Photodynamic therapy for corneal neovascularization using polymeric micelles encapsulating dendrimer porphyrins.

PURPOSE

To investigate the accumulation of new photosensitizers (PSs), dendrimer porphyrin (DP, free DP), and DP encapsulation into polymeric micelles (DP-micelle) and the efficacy of photodynamic therapy (PDT) in an experimental corneal neovascularization model in mice.

METHODS

Corneal neovascularization was induced by suturing 10-0 nylon 1 mm away from the limbal vessel in C57BL6/J mice. To determine the accumulation of free DP and DP-micelle, 10 mg/kg free DP or DP-micelle was administered by intravenous injection 4 days after suture placement. Mice were killed 1, 4, 24, and 168 hours after the injection of PS. Twenty-four hours after the administration of free DP or DP-micelle, mice were treated with a diode laser of 438-nm wavelength at 10 or 50 J/cm(2). Fluorescein angiography was performed before and 7 days after irradiation, and the area of corneal neovascularization was quantified.

RESULTS

Free DP and DP-micelle accumulated in the neovascularized area 1 hour to 24 hours after administration.

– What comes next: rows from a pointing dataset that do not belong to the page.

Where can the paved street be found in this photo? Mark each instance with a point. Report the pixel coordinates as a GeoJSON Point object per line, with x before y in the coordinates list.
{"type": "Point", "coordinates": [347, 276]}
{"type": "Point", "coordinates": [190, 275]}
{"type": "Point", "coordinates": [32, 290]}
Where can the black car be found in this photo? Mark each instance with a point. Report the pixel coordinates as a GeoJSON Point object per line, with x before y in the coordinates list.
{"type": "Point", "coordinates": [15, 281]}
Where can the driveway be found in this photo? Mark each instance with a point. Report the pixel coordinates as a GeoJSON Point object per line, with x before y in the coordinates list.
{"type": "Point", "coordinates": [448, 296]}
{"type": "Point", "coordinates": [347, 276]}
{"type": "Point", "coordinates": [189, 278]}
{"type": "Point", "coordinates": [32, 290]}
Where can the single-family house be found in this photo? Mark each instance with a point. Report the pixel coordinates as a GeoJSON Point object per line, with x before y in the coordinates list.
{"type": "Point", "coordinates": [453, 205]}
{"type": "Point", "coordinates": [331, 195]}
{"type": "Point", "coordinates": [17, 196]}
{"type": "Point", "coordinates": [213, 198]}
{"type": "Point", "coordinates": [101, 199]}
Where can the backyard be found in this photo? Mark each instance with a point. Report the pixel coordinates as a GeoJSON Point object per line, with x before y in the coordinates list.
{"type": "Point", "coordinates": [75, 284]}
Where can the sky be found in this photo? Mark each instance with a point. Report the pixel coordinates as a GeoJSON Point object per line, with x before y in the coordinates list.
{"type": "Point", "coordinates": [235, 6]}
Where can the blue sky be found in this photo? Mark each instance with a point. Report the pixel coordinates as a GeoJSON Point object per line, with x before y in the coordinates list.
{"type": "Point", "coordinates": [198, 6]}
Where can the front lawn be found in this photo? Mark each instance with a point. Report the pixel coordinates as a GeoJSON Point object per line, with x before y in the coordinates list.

Fluorescence of DP was weaker than that of DP-micelle. Neither DP-micelle nor DP could be detected in normal limbal vasculature. In the PDT experiments using PS, mean residual rates of corneal neovascularization were 10.1% in the mice treated with DP-micelle and 21.6% in the mice treated with free DP at 10 J/cm(2) (P < 0.01). At 50 J/cm(2), mean residual rates of corneal neovascularization were 10.6% in the mice treated with DP-micelle and 13.7% in the mice treated with free DP (P > 0.05). Although corneal neovascularization in PDT-treated mice exhibited significant regression compared with the control group, significant energy-related vessel regression with increasing laser energy could not be observed.

CONCLUSIONS

PDT with DP-micelle and free DP can provide efficacious treatment of corneal neovascularization.